Published in ·
--
Using clustering algorithms such as K-means is one of the most popular starting points for machine learning. K-means clustering is an unsupervised machine learning technique that sorts similar data into groups, or clusters. Data within a specific cluster bears a higher degree of commonality amongst observations within the cluster than it does with observations outside of the cluster.
The K in K-means represents the user-defined k-number of clusters. K-means clustering works by attempting to find the best cluster centroid positions within the data for k-number of clusters, ensuring data within the cluster is closer in distance to the given centroid than it is to any other centroid. Ideally, the resulting clusters maximize similarity amongst the data within each unique cluster.
Note that various methods for clustering exist; this article will focus on one of the most popular techniques: K-means.
This guide consists of two parts:
- A K-means clustering introduction using generated data.
- An application of K-means clustering to an automotive dataset.
Code:
All code is available at the github page linked here. Feel free to download the notebook (click CODE and Download Zip) and run it alongside this article!
For this guide, we will use the scikit-learn libraries [1]:
from sklearn.cluster import KMeans
from sklearn import preprocessing
from sklearn.datasets import make_blobs
To demonstrate K-means clustering, we first need data. Conveniently, the sklearn library includes the ability to generate data blobs [2]. The code is rather simple:
# Generate sample data:
X, y = make_blobs(n_samples=150,
centers=3,
cluster_std=.45,
random_state = 0)
The parameters of the make_blobs() function allow the user to specify the number of centers (which could correlate to potential cluster centroids) and how messy the “blobs” are (cluster_std, which adjusts the cluster’s standard deviation). The above code generates the blobs; the below code gets it into a dataframe and a plotly scatter plot:
# Import required libraries:
import plotly.express as px
import pandas as pd# Convert to dataframe:
dfBlobs = pd.DataFrame(X, columns = ['X','Y'])
# Plot data:
plot = px.scatter(dfBlobs, x="X", y="Y")
plot.update_layout(
title={'text':"Randomly Generated Data",
'xanchor':'center',
'yanchor':'top',
'x':0.5})
plot.show()
Here’s the output:
Due to picking a low “cluster_std” value in the make_blobs() function, the resulting graph has three very clearly defined data blobs that should be easy work for a K-means clustering algorithm.
How Many Clusters?
The K in K-means is the number of clusters, a user-defined figure. For a given dataset, there is typically an optimal number of clusters. In the generated data seen above, it’s probably three.

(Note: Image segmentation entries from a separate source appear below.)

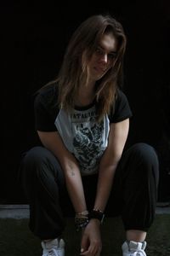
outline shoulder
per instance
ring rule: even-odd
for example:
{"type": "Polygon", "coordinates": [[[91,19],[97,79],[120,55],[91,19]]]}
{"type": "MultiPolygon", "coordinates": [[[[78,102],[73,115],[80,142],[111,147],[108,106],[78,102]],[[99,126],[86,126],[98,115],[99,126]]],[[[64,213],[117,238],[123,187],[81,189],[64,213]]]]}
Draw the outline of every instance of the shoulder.
{"type": "Polygon", "coordinates": [[[47,108],[56,105],[57,95],[56,82],[50,82],[36,92],[34,98],[35,105],[42,104],[47,108]]]}
{"type": "Polygon", "coordinates": [[[126,94],[117,89],[112,111],[110,114],[110,122],[120,122],[132,116],[132,111],[126,94]]]}

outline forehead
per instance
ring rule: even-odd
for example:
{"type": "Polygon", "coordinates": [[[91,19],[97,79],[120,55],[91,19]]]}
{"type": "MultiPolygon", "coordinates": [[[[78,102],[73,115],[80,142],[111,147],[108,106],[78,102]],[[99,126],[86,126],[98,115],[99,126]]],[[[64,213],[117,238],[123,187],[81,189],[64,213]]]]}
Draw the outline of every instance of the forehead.
{"type": "Polygon", "coordinates": [[[117,38],[111,32],[103,34],[99,42],[99,46],[109,52],[116,51],[117,44],[117,38]]]}

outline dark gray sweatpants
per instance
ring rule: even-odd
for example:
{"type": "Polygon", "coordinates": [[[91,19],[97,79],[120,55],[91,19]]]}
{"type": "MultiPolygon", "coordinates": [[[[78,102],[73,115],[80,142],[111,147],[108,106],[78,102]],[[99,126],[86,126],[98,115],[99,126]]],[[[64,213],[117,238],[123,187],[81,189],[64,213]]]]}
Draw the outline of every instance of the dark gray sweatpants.
{"type": "MultiPolygon", "coordinates": [[[[40,239],[61,236],[65,216],[74,216],[61,167],[42,147],[26,153],[20,164],[22,187],[30,204],[29,226],[40,239]]],[[[137,143],[126,150],[116,168],[105,215],[121,215],[125,230],[145,230],[155,217],[159,164],[155,149],[137,143]]],[[[82,177],[88,210],[94,207],[98,176],[82,177]]]]}

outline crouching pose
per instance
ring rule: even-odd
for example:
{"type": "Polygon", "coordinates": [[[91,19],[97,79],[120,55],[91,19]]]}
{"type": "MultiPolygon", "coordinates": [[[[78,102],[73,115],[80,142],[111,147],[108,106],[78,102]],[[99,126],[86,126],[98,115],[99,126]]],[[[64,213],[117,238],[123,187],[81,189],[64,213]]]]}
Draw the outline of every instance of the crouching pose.
{"type": "Polygon", "coordinates": [[[113,17],[88,18],[73,33],[57,79],[35,97],[42,146],[26,152],[20,173],[29,226],[42,241],[43,256],[65,255],[67,194],[75,227],[82,230],[80,255],[100,255],[108,209],[122,218],[122,255],[146,255],[158,160],[146,143],[125,147],[132,116],[120,86],[125,48],[123,28],[113,17]]]}

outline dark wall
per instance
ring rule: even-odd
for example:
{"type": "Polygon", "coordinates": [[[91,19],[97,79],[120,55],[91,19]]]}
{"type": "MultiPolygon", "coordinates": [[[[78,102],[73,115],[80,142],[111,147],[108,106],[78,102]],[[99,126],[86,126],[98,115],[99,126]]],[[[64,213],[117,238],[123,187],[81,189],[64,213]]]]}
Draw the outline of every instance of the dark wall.
{"type": "Polygon", "coordinates": [[[0,203],[25,202],[17,173],[22,152],[39,144],[33,93],[53,79],[68,40],[88,16],[110,12],[128,36],[124,90],[133,113],[128,143],[154,146],[161,163],[160,199],[169,196],[170,4],[168,1],[84,1],[76,4],[1,3],[3,66],[0,203]],[[62,6],[63,5],[63,6],[62,6]]]}

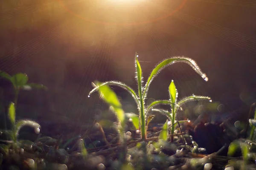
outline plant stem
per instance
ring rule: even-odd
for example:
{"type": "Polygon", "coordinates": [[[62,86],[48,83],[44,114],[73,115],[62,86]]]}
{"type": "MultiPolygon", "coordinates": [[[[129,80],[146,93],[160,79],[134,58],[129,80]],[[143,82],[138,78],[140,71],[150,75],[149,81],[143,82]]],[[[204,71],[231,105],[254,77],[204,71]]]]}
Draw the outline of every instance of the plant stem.
{"type": "Polygon", "coordinates": [[[174,109],[174,105],[172,105],[172,130],[171,130],[171,142],[173,142],[173,134],[174,134],[174,122],[175,121],[175,110],[174,109]]]}
{"type": "Polygon", "coordinates": [[[144,102],[142,98],[140,99],[140,105],[141,108],[140,109],[140,123],[141,125],[141,137],[143,139],[147,139],[146,126],[145,122],[145,115],[144,112],[144,102]]]}
{"type": "Polygon", "coordinates": [[[18,100],[18,96],[19,95],[19,89],[15,88],[14,90],[15,91],[15,96],[14,96],[14,105],[16,107],[17,104],[17,101],[18,100]]]}

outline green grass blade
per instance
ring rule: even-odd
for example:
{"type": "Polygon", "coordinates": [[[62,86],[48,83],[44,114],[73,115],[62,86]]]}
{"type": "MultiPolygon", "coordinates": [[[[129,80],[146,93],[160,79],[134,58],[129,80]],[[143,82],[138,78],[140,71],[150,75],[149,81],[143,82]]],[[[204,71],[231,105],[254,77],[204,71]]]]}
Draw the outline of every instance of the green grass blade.
{"type": "Polygon", "coordinates": [[[180,105],[182,103],[187,102],[205,100],[209,101],[211,100],[211,98],[207,96],[193,95],[185,97],[185,98],[180,100],[177,104],[178,105],[180,105]]]}
{"type": "Polygon", "coordinates": [[[21,87],[26,85],[28,79],[27,75],[23,73],[17,73],[11,78],[11,81],[15,87],[21,87]]]}
{"type": "Polygon", "coordinates": [[[40,125],[37,122],[30,120],[20,120],[16,124],[16,133],[17,135],[21,128],[28,126],[34,128],[35,132],[39,133],[40,132],[40,125]]]}
{"type": "Polygon", "coordinates": [[[239,148],[239,144],[236,141],[232,142],[230,144],[228,147],[227,155],[230,156],[232,156],[234,155],[237,149],[239,148]]]}
{"type": "Polygon", "coordinates": [[[103,83],[101,83],[100,85],[99,85],[99,86],[95,87],[94,88],[93,88],[93,90],[92,90],[91,91],[90,91],[89,92],[88,96],[90,96],[92,94],[98,91],[99,87],[100,87],[102,86],[103,86],[104,85],[116,85],[116,86],[118,86],[118,87],[119,87],[122,88],[123,89],[126,90],[128,92],[129,92],[129,93],[130,94],[131,94],[131,96],[133,97],[133,98],[134,99],[135,102],[137,104],[137,106],[138,106],[138,107],[139,108],[140,108],[140,106],[139,105],[139,100],[138,100],[138,97],[137,97],[136,94],[134,92],[134,91],[130,87],[129,87],[127,85],[125,85],[125,84],[120,82],[116,82],[116,81],[111,81],[110,82],[104,82],[103,83]]]}
{"type": "Polygon", "coordinates": [[[9,115],[9,118],[10,118],[10,121],[12,122],[12,124],[13,126],[14,126],[15,125],[15,110],[14,103],[12,102],[11,102],[9,105],[8,114],[9,115]]]}
{"type": "Polygon", "coordinates": [[[152,110],[153,111],[159,112],[161,114],[163,114],[164,115],[165,115],[166,117],[167,117],[167,119],[168,119],[168,120],[169,120],[169,121],[170,121],[172,119],[172,116],[171,115],[171,113],[167,110],[166,110],[163,109],[152,109],[152,110]]]}
{"type": "Polygon", "coordinates": [[[119,122],[123,122],[125,119],[125,113],[116,93],[106,85],[99,85],[99,91],[100,94],[102,94],[104,100],[113,108],[119,122]]]}
{"type": "Polygon", "coordinates": [[[163,69],[172,64],[180,62],[188,64],[192,67],[197,74],[199,74],[202,78],[204,79],[205,81],[208,81],[208,78],[206,76],[206,74],[201,71],[200,68],[198,66],[195,62],[192,59],[184,57],[178,57],[166,59],[157,65],[151,72],[151,74],[148,79],[147,83],[145,85],[145,90],[143,95],[143,98],[145,97],[145,96],[146,96],[148,87],[150,85],[152,80],[163,69]]]}
{"type": "Polygon", "coordinates": [[[141,126],[141,136],[143,139],[146,138],[146,129],[145,129],[145,115],[144,110],[144,101],[143,97],[143,90],[142,90],[142,71],[138,57],[139,55],[136,53],[136,76],[135,77],[138,82],[138,89],[139,91],[139,96],[140,97],[140,125],[141,126]]]}
{"type": "Polygon", "coordinates": [[[173,104],[175,105],[178,108],[181,109],[181,108],[180,108],[178,105],[175,104],[175,103],[173,103],[173,102],[170,102],[169,100],[157,100],[157,101],[155,101],[154,102],[152,102],[152,103],[151,103],[150,104],[150,105],[149,105],[148,106],[148,108],[147,109],[147,110],[146,111],[146,114],[147,114],[148,113],[148,112],[152,108],[153,108],[153,107],[154,107],[154,106],[156,106],[157,105],[169,105],[171,106],[172,105],[173,105],[173,104]]]}
{"type": "Polygon", "coordinates": [[[172,80],[172,82],[169,86],[169,93],[170,94],[170,98],[172,102],[173,103],[175,103],[176,102],[176,99],[177,95],[176,87],[175,86],[174,82],[172,80]]]}
{"type": "Polygon", "coordinates": [[[168,139],[168,131],[167,128],[168,127],[168,122],[166,121],[163,126],[163,128],[160,134],[159,134],[159,139],[162,139],[165,141],[166,141],[168,139]]]}
{"type": "Polygon", "coordinates": [[[12,76],[5,72],[0,71],[0,76],[11,81],[12,76]]]}
{"type": "Polygon", "coordinates": [[[41,84],[31,83],[28,83],[26,85],[25,85],[25,86],[26,86],[26,85],[32,88],[38,88],[38,89],[44,89],[44,90],[47,90],[47,87],[46,86],[43,85],[41,84]]]}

To mathematically determine the optimal number of clusters, use the “Elbow Method.” This method calculates the within-cluster sum of squares (WCSS) for various values of k, with lower values generally being better. The WCSS represents the sum of the squared distances of each data point from a cluster’s centroid. The Elbow Method plots the WCSS as a result of adding additional clusters; eventually, an “elbow” appears as WCSS drops diminish with the addition of new clusters. This reveals the optimal cluster amount.
The following code generates an Elbow Chart for the above data:
# Determine optimal number of clusters:
wcss = []for k in range(1, 11):
kmeans = KMeans(n_clusters=k, max_iter=5000, random_state=42)
kmeans.fit(dfBlobs)
wcss.append(kmeans.inertia_)
# Prepare data for visualization:
wcss = pd.DataFrame(wcss, columns = ['Value'])
wcss.index += 1
When plotted, this yields:
# Plot the elbow curve:
plot = px.line(wcss, y = "Value")
plot.update_layout(
title={'text':"Within Cluster Sum of Squares or 'Elbow Chart'",
'xanchor':'center',
'yanchor':'top',
'x':0.5},
xaxis_title = 'Clusters',
yaxis_title = 'WCSS')
plot.show()
Note how the plot of WCSS has a sharp “elbow” at 3 clusters. This implies 3 is the optimal cluster choice, as the WCSS value decreased sharply with the addition of clusters up to three. Adding clusters beyond 3 sees only minimal gains in WCSS reduction. Thus, the optimal cluster value is k = 3.
Generating Clusters
The next step is to run the K-means clustering algorithm. In the below code, the line kmeans = KMeans(3) is where the value for k is input:
# Cluster the data:
kmeans = KMeans(3)
clusters = kmeans.fit_predict(dfBlobs)# Add the cluster labels to the dataframe:
labels = pd.DataFrame({'Cluster':clusters})
labeledDF = pd.concat((dfBlobs, labels), axis = 1)
The result is a labeled dataframe with a “Cluster” column:
Plotting this yields:
# Generate plot:# Change Cluster column to strings for cluster visualization:
labeledDF["Cluster"] = labeledDF["Cluster"].astype(str)
# Generate plot:
plot = px.scatter(labeledDF, x="X", y="Y", color="Cluster")
plot.update_layout(
title={'text': "Clustered Data",
'xanchor': 'center',
'yanchor': 'top',
'x': 0.5})
plot.show()
The K-means method has successfully clustered the data into three distinct clusters. Now let’s see what happens with more realistic data.
The Python Library Seaborn provides various datasets, including one on automobile fuel efficiency from cars built during the oil crisis era. For the purpose of aiding in the learning of clustering, we will filter the dataset for 8 and 4-cylinder-engined cars. This represents the largest and smallest engines typically available during that time period.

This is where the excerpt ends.